Medo de ser destruído, aniquilado, devastado e não reclamar da beleza das ruínas. Medo de ser antecipado e ficar sem ter o que dizer. Medo de não ser interessante o suficiente para prender sua atenção. Medo da independência dela, de sua algazarra, de sua facilidade em fazer amigos. Medo de que ela não precise de você. Medo de ser uma brincadeira delaaquando fala sério ou que banque o séria quando faz uma brincadeira. Medo do cheiro dos travesseiros. Medo do cheiro das roupas. Medo do cheiro nos cabelos. Medo de não respirar sem recuar. Medo de que o medo de entrar no medo seja maior do que o medo de sair do medo. Medo de não ser convincente na cama, persuasivo no silêncio, carente no fôlego. Medo de que a alegria seja apreensão, de que o contentamento seja ansiedade. Medo de não soltar as pernas das pernas dela.
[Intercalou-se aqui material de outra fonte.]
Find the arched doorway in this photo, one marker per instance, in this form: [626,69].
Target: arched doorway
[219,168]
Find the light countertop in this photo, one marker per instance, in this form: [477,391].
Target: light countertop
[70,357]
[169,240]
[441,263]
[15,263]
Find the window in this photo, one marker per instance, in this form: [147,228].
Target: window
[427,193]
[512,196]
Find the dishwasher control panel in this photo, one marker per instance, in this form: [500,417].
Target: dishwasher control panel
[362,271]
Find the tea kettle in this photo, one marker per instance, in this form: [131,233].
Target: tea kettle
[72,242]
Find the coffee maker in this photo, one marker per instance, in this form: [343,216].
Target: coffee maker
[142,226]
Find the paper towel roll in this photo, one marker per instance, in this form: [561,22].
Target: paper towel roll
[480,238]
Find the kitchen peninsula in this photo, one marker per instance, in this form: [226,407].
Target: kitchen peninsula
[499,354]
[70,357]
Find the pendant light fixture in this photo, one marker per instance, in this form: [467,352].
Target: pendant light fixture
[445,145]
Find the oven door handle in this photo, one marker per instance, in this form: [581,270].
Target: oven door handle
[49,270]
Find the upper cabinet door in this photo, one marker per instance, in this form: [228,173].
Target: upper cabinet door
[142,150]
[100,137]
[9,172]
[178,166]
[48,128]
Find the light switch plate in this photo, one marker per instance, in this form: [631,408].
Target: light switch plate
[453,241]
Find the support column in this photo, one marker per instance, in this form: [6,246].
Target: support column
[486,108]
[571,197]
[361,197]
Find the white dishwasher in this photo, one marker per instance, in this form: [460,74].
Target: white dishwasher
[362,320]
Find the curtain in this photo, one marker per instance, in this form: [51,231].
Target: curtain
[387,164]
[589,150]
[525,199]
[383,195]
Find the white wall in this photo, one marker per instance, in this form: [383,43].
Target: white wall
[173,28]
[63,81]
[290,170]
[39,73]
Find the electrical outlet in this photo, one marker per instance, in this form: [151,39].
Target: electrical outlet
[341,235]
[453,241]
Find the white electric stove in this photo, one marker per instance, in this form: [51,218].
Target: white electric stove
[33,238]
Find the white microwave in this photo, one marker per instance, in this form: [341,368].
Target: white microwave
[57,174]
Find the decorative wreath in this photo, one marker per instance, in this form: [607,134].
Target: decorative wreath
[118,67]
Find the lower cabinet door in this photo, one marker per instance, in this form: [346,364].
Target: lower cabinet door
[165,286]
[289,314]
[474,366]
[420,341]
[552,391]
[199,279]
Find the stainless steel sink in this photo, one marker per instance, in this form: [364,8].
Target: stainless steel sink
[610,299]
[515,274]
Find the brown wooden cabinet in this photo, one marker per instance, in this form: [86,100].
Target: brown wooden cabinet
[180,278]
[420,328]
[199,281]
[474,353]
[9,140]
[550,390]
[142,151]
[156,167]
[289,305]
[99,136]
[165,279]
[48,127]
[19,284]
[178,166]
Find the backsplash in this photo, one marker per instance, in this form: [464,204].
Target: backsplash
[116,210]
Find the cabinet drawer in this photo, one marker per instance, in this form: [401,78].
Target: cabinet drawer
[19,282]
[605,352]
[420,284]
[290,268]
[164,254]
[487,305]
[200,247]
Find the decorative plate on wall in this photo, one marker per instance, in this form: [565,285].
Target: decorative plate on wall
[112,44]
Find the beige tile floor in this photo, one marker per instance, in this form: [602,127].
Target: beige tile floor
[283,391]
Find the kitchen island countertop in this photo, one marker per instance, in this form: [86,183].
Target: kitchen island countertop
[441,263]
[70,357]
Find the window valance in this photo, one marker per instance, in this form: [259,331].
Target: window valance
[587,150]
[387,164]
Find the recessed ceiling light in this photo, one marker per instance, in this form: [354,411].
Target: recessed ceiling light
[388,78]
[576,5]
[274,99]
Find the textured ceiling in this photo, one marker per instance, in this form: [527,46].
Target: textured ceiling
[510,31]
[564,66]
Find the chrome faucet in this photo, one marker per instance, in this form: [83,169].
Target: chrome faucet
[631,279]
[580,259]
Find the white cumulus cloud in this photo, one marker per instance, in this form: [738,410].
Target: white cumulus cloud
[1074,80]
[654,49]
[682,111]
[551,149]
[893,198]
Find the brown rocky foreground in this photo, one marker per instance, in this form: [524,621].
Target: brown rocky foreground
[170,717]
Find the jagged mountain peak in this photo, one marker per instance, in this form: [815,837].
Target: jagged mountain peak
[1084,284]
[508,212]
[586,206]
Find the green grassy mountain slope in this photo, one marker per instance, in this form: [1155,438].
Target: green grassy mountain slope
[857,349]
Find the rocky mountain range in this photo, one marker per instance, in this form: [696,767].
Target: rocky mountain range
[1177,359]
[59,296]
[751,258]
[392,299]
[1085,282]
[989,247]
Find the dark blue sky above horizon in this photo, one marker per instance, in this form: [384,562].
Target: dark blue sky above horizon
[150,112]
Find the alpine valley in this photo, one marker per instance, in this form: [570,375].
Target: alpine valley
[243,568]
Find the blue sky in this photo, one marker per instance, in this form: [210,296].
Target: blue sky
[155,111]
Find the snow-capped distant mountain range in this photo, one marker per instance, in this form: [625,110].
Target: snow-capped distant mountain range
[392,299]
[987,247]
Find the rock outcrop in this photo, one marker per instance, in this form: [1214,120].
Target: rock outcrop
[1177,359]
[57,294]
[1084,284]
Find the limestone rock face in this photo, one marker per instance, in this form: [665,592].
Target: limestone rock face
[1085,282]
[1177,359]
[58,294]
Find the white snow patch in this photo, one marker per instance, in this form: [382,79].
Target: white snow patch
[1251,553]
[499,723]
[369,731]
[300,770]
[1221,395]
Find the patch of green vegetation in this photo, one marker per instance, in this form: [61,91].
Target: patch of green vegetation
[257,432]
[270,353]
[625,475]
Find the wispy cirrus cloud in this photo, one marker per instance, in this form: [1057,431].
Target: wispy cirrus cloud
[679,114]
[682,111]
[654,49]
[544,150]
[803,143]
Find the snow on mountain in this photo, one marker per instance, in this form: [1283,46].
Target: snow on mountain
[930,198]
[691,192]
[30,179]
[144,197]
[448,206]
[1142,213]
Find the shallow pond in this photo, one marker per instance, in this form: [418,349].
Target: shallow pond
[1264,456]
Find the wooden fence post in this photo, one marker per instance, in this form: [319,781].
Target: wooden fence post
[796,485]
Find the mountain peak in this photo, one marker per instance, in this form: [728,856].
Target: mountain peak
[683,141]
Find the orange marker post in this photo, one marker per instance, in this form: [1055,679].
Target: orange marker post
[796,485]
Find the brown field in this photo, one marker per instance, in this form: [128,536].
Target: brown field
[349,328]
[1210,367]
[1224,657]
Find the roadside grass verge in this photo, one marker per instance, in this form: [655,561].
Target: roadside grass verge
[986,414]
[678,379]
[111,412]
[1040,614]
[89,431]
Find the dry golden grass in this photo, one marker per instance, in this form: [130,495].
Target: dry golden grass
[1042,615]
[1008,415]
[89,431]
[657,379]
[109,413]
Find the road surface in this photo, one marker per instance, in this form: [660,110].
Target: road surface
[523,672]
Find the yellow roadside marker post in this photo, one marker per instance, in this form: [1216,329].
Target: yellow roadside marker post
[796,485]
Medo de soltar as pernas das pernas dela. Medo de convidá-la a entrar, medo de deixá-la ir. Medo da vergonha que vem junto da sinceridade. Medo da perfeição que não interessa. Medo de machucar, ferir, agredir para não ser machucado, ferido, agredido. Medo de estragar a felicidade por não merecê-la. Medo de não mastigar a felicidade por respeito. Medo de passar pela felicidade sem reconhecê-la. Medo do cansaço de parecer inteligente quando não há o que opinar. Medo de interromper o que recém iniciou, de começar o que terminou. Medo de faltar as aulas e mentir como foram. Medo do aniversário sem ela por perto, dos bares e das baladas sem ela por perto, do convívio sem alguém para se mostrar. Medo de enlouquecer sozinho. Não há nada mais triste do que enlouquecer sozinho. Você tem medo de já estar apaixonado.